Given constant public criticism about the media in the United States, in particular the decline in television news standards, it is surprising that Al Jazeera English has had such a hard time breaking into the market. But cable is king in the United States, and most cable providers have been reluctant to take on the new station.

Some of their reasons are understandable. There is competition for bandwidth among a variety of companies, from shopping channels to sports channels to special-interest networks. Cable companies cannot carry everything.

However, the implicit assumption that there is not a strong enough market for international news is faulty. Sure, serious reporting from Africa or the Middle East is never going to be as popular as escapist entertainment and fluff news about film stars. But Al Jazeera English would get significant viewership from among the large number of Americans disgusted with the seemingly bottomless dumbing-down of American TV news over the past decade or so.

Al Jazeera English would offer a healthy challenge to American television news outlets, pressuring them to invest in their international coverage once again so they can run more world news more consistently. Most foreign news-gathering operations have been shrinking, and news outlets have been closing their overseas bureaus, but Al Jazeera English has set out on the opposite course. It has 20 bureaus worldwide, and the network overall - that is, together with the Arabic channel, which broadcasts entirely different programs - has 60, including 12 in Africa and 10 in the Middle East.

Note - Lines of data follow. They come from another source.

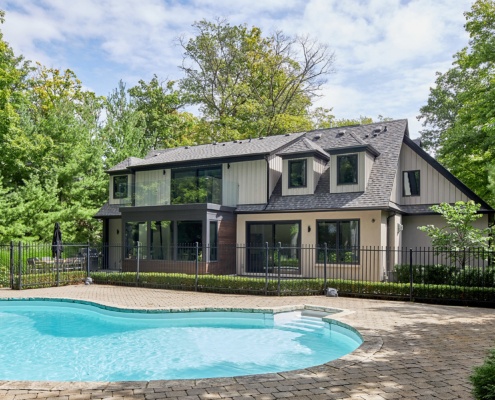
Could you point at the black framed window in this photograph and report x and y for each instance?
(213, 240)
(120, 187)
(286, 260)
(297, 173)
(411, 183)
(342, 241)
(347, 169)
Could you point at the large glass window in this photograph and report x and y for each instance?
(213, 240)
(188, 234)
(411, 183)
(120, 187)
(197, 185)
(287, 258)
(347, 169)
(297, 173)
(162, 240)
(136, 235)
(342, 240)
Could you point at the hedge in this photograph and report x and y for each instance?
(446, 275)
(236, 284)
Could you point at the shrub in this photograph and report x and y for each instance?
(483, 379)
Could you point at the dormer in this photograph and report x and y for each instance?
(302, 165)
(350, 168)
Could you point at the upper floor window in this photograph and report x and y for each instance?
(120, 187)
(347, 169)
(297, 173)
(197, 185)
(411, 183)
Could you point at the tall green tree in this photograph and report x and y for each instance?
(459, 117)
(249, 85)
(14, 71)
(165, 124)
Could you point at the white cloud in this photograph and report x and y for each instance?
(387, 51)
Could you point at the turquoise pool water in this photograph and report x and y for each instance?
(62, 341)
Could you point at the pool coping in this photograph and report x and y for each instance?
(372, 343)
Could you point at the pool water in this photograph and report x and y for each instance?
(62, 341)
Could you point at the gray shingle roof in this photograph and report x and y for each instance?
(123, 166)
(108, 210)
(234, 149)
(304, 146)
(387, 143)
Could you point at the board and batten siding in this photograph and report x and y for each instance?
(152, 187)
(362, 180)
(244, 183)
(434, 187)
(126, 200)
(276, 168)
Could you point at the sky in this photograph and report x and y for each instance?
(387, 52)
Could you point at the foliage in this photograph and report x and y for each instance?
(441, 274)
(248, 85)
(459, 116)
(164, 125)
(483, 379)
(459, 232)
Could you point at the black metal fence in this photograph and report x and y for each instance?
(451, 276)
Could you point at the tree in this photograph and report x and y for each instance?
(13, 97)
(164, 124)
(250, 85)
(459, 117)
(459, 232)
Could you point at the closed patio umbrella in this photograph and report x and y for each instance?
(57, 247)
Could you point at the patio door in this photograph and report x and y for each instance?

Such a field presence is exceptional in the world today, perhaps second only to the BBC, and it is a key factor in being able to provide top-quality reporting. When news breaks, those with boots on the ground can report instantly on location with an understanding that comes from being familiar with the local situation.

Al Jazeera English's reporters are a professional team as well: seasoned journalists from 45 nations, head-hunted from the likes of ABC, BBC, CBS, CNN, and NBC. Even before viewing their headquarter studios in Doha, Qatar, last month, I have been meeting with them since long before they went on air, and I am always impressed by their professionalism, their interest in covering forgotten conflicts, and the budget they have at their disposal to do so.

One of their editors told me that, in his decades of news experience, he never had the kind of resources he does now, but he and his colleagues realize this opportunity also saddles them with a great responsibility: If they cannot get television news right with this amount of money and such top staff, then perhaps no one can. They know this is the best chance they are ever going to have in their careers to do the kind of journalism they have always wanted to do, and they are taking the integrity of their project seriously.

These testimonies about the station's professionalism may now be swaying American cable providers to bring Al Jazeera English into their mix. The hurdle for some is a lingering fear of a public relations backlash - that some customers might get agitated by their cable company offering a channel whose sister station in Arabic has a reputation for being anti-American. Although such notions about Al Jazeera English can only be held by people who have never watched it, unfortunately there will always be too many of those in America as long as the channel does not reach people's homes.

Interestingly, the US government does not seem to share the worries of the cable companies. The administration engages with Al Jazeera English, and key officials such as Jendayi Frazer, assistant secretary of state for African affairs, and former White House press secretary Tony Snow have given interviews to the station. If it is worthwhile enough for them to spend their time giving interviews to Al Jazeera English, no one could seriously argue that the American public should not watch it.


Andrew Stroehlein is Director of Media and Information at the International Crisis Group.